Agora, um problema para Rosenior é que ele corre o risco de ser definido por suas desventuras no Chelsea. Ele não seria o primeiro. A carreira de Graham Potter estava em trajetória ascendente até que ele também foi arrebatado por Todd Boehly e Clearlake Capital, também parecendo inadequado para o Chelsea. Potter encontrou tardiamente um trabalho que lhe convém com a Suécia, mas pode estar inempregável na Premier League. Frank Lampard ficou sem trabalho por 18 meses após sua segunda e infeliz passagem pelo Chelsea. Sua nomeação no Coventry foi recebida com muito ceticismo. O tempo dirá quando e onde Maresca ressurgirá.

Enquanto isso, há sugestões de que o Chelsea poderia procurar um substituto mais experiente para Rosenior; Andoni Iraola e Glasner estarão disponíveis no verão, Marco Silva pode estar e Xabi Alonso já está.
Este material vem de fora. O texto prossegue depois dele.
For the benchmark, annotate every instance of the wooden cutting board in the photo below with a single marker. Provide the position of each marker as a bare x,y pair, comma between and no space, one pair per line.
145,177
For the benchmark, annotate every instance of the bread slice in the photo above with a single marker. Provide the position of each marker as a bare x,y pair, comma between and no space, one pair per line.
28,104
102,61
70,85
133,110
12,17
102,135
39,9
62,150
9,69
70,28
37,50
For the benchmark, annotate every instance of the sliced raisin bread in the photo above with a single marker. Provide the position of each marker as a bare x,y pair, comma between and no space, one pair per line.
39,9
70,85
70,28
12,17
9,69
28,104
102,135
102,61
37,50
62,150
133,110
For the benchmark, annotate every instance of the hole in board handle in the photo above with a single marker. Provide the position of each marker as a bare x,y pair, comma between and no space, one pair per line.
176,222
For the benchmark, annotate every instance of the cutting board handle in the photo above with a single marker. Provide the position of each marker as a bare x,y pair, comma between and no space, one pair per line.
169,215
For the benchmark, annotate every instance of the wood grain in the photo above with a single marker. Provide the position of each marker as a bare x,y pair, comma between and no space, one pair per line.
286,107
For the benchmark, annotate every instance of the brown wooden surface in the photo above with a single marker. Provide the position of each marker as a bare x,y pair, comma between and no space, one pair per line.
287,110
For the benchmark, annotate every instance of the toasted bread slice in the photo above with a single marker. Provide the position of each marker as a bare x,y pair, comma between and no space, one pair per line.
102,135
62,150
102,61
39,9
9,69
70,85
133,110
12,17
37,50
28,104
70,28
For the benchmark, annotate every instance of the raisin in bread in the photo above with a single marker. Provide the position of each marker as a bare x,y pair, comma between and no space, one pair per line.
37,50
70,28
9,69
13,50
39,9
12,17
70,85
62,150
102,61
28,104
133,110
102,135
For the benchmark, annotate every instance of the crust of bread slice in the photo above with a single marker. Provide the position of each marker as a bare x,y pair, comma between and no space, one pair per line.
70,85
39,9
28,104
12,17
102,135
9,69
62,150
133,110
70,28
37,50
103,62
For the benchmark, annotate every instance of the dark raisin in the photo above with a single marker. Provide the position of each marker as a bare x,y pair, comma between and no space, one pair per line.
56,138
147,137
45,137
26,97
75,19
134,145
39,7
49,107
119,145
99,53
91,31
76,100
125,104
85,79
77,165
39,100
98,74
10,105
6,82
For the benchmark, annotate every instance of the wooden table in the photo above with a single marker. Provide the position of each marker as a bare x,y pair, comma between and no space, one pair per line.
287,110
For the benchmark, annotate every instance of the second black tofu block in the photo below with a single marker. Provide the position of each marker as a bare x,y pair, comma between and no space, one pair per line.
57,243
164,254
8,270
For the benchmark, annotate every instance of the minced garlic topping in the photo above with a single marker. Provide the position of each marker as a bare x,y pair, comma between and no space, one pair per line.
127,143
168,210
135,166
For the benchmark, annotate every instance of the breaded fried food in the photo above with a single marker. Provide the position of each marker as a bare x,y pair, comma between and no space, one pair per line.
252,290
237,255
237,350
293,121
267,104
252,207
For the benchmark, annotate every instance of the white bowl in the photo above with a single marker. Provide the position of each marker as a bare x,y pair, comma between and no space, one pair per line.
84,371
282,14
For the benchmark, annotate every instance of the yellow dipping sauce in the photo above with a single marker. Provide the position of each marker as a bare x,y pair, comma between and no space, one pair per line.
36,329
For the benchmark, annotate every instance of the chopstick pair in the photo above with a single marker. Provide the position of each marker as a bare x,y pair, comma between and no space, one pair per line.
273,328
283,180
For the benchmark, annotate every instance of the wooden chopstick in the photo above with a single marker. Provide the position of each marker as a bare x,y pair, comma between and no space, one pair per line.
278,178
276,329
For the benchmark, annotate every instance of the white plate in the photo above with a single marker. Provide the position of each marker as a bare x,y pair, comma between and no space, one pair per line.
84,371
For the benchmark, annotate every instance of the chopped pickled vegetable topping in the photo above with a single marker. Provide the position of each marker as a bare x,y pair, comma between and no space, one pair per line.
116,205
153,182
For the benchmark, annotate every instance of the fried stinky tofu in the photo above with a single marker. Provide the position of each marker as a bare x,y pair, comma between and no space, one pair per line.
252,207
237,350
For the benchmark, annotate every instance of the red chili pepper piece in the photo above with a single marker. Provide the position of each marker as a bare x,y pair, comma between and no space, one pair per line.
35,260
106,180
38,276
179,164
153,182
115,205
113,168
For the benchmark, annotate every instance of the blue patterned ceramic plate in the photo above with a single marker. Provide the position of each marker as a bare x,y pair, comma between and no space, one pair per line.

No entanto, algum deles se arriscaria?

Muitos candidatos de alto nível poderiam ser dissuadidos tanto pelo destino de Rosenior quanto pelo caos constante em Stamford Bridge. Eles podem não querer trabalhar para a BlueCo. Se for assim, é um destino que Boehly e Clearlake merecem. O perigo é que outros sejam arruinados por sua má gestão. É de se esperar que Rosenior não se torne um dano colateral desse projeto ridículo.